A maestria com que Hollywood tomou a desajeitada mocinha sueca e transformou-a no epítome da sedução e do mistério é digna de nota, pois assim como o aparelho que usou para lhe corrigir os dentes e o lápis com que lhe aprofundou o olhar, a indústria do cinema moldou os gestos e atitudes da moça. Greta Gustaffson, a européia plebéia, transformou-se na “Divina Garbo”, que não queria nada além de “To be alone”. A imagem da mulher inatingível que Greta mantinha na imprensa, ao fugir das câmeras, viajar e hospedar-se sob pseudônimos e se recusar a dar entrevistas, encontrava seu eco nas personagens que desempenhava. Que o diga sua entrada em cena no belíssimo “Anna Karenina” (1935), circundada por um manto de névoa o qual transferia à musa a sua efemeridade. E são tantos outros os exemplos: a bailarina de “Grand Hotel” (1932), última personagem a ser apresentada ao público, solitária, melancólica e incompreensível – sintomaticamente, o “I want to be alone” é repetido algumas vezes por ela durante a película; ou Marguerite Gautier da obra prima “A dama das Camélias” (1936), cuidadosamente desvelada ao público enquanto está dentro do coche que a levará até o teatro e até o próximo pretendente.

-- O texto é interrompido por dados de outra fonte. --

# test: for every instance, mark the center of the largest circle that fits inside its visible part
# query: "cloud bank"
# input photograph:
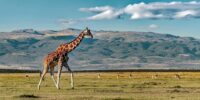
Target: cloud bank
(154, 10)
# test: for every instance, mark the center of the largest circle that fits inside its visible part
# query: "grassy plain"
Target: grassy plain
(141, 86)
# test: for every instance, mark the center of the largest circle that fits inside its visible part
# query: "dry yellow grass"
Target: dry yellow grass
(128, 85)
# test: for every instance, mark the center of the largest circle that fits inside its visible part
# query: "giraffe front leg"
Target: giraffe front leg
(58, 77)
(72, 75)
(60, 64)
(52, 75)
(72, 80)
(42, 76)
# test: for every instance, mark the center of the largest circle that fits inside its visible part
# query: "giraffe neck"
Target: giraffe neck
(73, 44)
(68, 47)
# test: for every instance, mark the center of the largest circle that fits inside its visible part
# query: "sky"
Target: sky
(178, 17)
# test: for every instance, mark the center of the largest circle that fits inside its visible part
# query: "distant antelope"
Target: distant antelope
(117, 76)
(154, 76)
(177, 76)
(99, 76)
(130, 75)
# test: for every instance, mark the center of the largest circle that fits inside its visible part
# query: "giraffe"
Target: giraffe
(60, 58)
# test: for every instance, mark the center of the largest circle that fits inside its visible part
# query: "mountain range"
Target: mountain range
(26, 48)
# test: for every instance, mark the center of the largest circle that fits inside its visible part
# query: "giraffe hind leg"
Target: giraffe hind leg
(52, 74)
(42, 76)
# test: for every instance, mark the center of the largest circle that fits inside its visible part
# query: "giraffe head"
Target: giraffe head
(87, 32)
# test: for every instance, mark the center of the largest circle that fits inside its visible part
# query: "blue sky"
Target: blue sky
(165, 16)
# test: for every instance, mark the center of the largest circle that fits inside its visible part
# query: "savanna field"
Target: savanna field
(108, 86)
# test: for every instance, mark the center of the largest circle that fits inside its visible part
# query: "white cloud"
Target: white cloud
(186, 13)
(154, 10)
(105, 12)
(153, 26)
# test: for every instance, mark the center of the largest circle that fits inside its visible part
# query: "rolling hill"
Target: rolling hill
(25, 49)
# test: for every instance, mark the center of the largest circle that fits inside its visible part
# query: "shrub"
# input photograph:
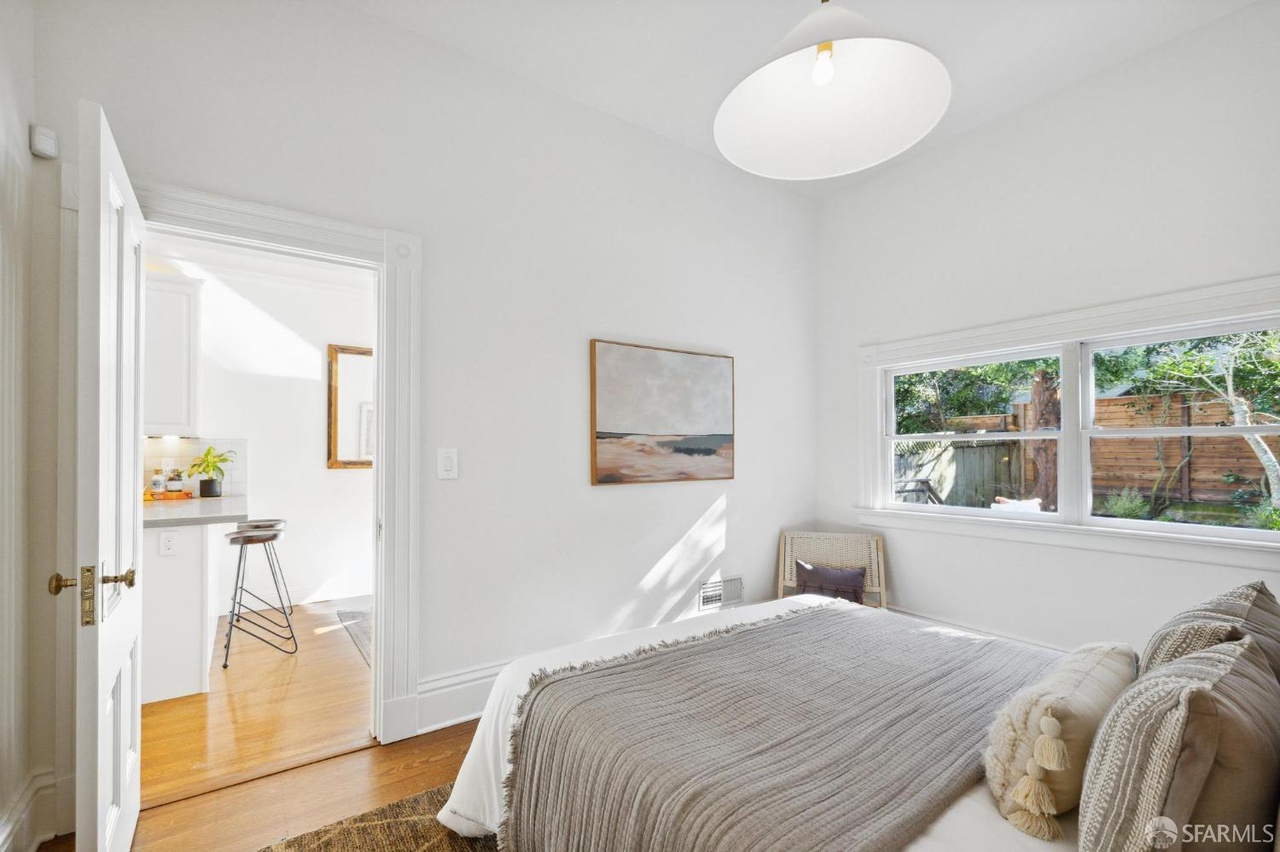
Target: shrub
(1127, 504)
(1262, 516)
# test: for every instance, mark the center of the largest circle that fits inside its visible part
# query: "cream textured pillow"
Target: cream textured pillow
(1196, 741)
(1040, 741)
(1248, 609)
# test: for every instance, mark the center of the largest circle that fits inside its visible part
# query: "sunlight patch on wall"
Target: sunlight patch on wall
(671, 583)
(241, 337)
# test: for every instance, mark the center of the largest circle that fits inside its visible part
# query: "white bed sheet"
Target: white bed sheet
(476, 804)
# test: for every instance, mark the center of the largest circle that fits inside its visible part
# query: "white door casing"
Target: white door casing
(108, 504)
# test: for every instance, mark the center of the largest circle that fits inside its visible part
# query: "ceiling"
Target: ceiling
(666, 64)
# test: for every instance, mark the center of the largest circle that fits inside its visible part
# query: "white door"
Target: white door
(108, 505)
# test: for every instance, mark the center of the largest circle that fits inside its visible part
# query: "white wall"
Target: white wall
(17, 110)
(545, 224)
(264, 378)
(1156, 175)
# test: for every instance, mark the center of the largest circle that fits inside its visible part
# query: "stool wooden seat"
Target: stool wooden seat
(272, 523)
(274, 624)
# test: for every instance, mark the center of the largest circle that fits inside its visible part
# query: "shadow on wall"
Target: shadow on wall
(671, 582)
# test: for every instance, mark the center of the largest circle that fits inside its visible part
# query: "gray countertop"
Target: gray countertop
(195, 512)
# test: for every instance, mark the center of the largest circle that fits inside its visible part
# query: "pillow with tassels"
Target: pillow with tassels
(1040, 741)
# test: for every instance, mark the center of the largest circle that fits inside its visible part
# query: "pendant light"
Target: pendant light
(837, 96)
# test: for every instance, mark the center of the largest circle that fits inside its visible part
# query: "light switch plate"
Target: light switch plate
(447, 463)
(168, 544)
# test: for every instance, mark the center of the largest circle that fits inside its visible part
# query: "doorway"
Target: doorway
(248, 416)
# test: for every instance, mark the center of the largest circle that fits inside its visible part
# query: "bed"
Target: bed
(479, 804)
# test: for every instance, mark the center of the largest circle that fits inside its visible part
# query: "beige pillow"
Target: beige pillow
(1040, 741)
(1196, 741)
(1248, 609)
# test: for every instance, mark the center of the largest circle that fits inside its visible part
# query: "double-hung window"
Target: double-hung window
(1168, 430)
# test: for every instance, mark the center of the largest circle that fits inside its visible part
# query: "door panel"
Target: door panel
(108, 504)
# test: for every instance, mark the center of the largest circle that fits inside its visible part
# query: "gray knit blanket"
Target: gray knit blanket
(831, 728)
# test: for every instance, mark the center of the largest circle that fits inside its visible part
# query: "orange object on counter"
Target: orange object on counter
(149, 497)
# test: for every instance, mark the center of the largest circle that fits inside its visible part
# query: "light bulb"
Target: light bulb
(824, 68)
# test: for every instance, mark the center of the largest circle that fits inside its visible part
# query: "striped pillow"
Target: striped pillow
(1196, 741)
(1248, 609)
(1040, 741)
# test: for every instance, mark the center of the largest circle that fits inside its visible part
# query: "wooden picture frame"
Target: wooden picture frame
(334, 461)
(659, 415)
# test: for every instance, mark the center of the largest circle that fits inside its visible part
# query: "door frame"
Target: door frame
(397, 259)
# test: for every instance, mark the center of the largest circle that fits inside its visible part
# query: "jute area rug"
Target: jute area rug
(405, 825)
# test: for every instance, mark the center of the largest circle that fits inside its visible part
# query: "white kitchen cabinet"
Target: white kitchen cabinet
(172, 357)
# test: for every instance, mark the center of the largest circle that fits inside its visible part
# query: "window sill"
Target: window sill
(1262, 555)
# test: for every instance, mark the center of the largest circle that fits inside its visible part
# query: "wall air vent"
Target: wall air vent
(716, 594)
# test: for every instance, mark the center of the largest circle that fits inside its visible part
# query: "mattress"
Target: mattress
(476, 805)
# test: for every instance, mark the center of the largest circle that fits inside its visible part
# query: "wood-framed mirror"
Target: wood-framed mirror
(351, 407)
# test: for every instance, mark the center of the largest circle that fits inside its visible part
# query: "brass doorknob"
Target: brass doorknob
(56, 583)
(128, 578)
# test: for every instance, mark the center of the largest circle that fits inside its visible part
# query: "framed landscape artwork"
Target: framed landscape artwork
(659, 415)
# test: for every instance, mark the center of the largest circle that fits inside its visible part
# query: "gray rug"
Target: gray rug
(360, 626)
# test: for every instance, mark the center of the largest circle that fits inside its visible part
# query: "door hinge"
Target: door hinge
(87, 601)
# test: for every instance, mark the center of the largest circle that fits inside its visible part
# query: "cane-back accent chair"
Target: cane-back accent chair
(836, 550)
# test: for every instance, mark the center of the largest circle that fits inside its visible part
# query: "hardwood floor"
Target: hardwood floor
(266, 713)
(260, 812)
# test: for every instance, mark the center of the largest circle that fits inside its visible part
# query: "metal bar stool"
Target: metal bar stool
(261, 624)
(270, 523)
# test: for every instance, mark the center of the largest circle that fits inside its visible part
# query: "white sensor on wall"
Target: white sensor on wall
(44, 142)
(447, 463)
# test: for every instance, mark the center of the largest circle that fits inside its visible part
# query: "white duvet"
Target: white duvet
(476, 804)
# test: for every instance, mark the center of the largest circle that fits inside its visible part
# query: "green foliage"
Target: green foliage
(1233, 367)
(924, 402)
(210, 463)
(1128, 504)
(1247, 490)
(1262, 516)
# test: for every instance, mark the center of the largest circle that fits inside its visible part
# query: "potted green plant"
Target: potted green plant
(209, 467)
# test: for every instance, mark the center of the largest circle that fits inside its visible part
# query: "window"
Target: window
(978, 435)
(1188, 430)
(1179, 430)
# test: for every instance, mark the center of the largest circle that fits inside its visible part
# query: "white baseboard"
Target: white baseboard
(453, 697)
(28, 819)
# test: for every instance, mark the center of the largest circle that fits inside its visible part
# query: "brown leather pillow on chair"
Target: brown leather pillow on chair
(830, 581)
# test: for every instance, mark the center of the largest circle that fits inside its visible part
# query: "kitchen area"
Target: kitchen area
(254, 362)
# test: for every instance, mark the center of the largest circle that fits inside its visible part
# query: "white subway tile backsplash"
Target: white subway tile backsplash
(178, 452)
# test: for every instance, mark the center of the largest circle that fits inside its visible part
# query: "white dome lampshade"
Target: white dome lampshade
(837, 97)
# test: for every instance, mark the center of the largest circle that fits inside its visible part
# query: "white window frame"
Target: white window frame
(1073, 337)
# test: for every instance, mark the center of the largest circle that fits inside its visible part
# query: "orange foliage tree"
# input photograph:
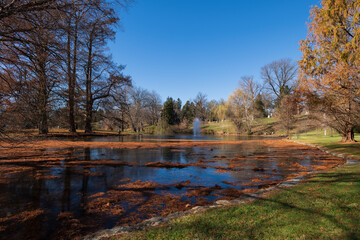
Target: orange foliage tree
(330, 65)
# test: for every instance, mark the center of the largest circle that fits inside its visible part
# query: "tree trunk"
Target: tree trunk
(88, 118)
(89, 97)
(43, 125)
(71, 84)
(348, 135)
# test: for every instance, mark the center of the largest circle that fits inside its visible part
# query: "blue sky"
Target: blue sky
(181, 47)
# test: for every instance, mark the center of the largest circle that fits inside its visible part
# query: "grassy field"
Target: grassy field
(332, 143)
(326, 206)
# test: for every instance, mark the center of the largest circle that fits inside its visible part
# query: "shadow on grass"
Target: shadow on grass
(315, 209)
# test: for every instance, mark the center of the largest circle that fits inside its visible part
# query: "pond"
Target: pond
(67, 192)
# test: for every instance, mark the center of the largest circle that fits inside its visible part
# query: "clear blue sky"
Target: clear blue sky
(181, 47)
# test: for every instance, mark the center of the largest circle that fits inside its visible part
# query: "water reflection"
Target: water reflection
(66, 186)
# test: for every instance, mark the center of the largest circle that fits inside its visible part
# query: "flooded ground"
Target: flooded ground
(64, 189)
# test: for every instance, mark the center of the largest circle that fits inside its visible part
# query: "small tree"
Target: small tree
(279, 77)
(286, 112)
(169, 113)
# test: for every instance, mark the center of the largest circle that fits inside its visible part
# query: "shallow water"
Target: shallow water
(68, 185)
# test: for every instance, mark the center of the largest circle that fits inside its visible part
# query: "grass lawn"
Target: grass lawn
(326, 206)
(332, 143)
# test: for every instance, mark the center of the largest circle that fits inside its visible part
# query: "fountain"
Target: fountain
(196, 127)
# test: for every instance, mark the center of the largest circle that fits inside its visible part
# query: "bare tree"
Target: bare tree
(279, 77)
(155, 105)
(201, 106)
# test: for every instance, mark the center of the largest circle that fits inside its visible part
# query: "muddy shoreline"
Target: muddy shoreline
(148, 199)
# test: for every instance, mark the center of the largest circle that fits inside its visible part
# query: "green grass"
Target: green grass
(225, 127)
(332, 143)
(326, 206)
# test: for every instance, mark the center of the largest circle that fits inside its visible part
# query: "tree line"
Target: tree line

Ao falar sobre “Ama-me esta noite”, referi-me a uma formulação lapidar de Walter Benjamin, para o qual o artista deve representar-se a si mesmo em cena. Aqui, eu complementaria que esse “eu” colocado defronte aos olhos do público é, antes de tudo, uma criação. Quem sabe como realmente era a menina Gustaffson? O que ficou foi Greta Garbo, a bela, esquiva, sedutora e andrógina Miss Garbo, que raramente era premiada com o amor de seus pares românticos ao final de seus filmes, e que, curiosamente (ou não), viveu, durante toda sua existência, uma vida amorosa complicada e dúbia.
Poder-se-ia dizer que nenhum de nós é senão criação do momento e lugar onde vivemos, mas há algo de sádico que circunda a criação de Greta Garbo e de tantos outros astros e estrelas fabricados pela indústria cinematográfica, especialmente aqueles encarregados de tipos exóticos. Sádico porque esse mundo de faz-de-conta, de sombras numa tela branca, é, paradoxalmente, mais real que o nosso dia-a-dia. Greta sentiu o peso do “eu” que lhe criaram. Esta grande atriz, de uma intensidade dramática impar, temia envelhecer e, assim, perder aquilo que mantinha em pé sua imagem de deusa, imagem sem a qual a Hollywood daqueles tempos supunha não poder viver. No entanto, infelizmente sua maturidade como atriz chegou juntamente com o desgaste do tipo que lhe foi criado, e ela se viu obrigada a abandonar as telas aos 36 anos. Greta viveu mais quase 50 anos, todos eles para negar o “eu” que seus filmes lhe imprimiram – essa fotografia é a prova disso.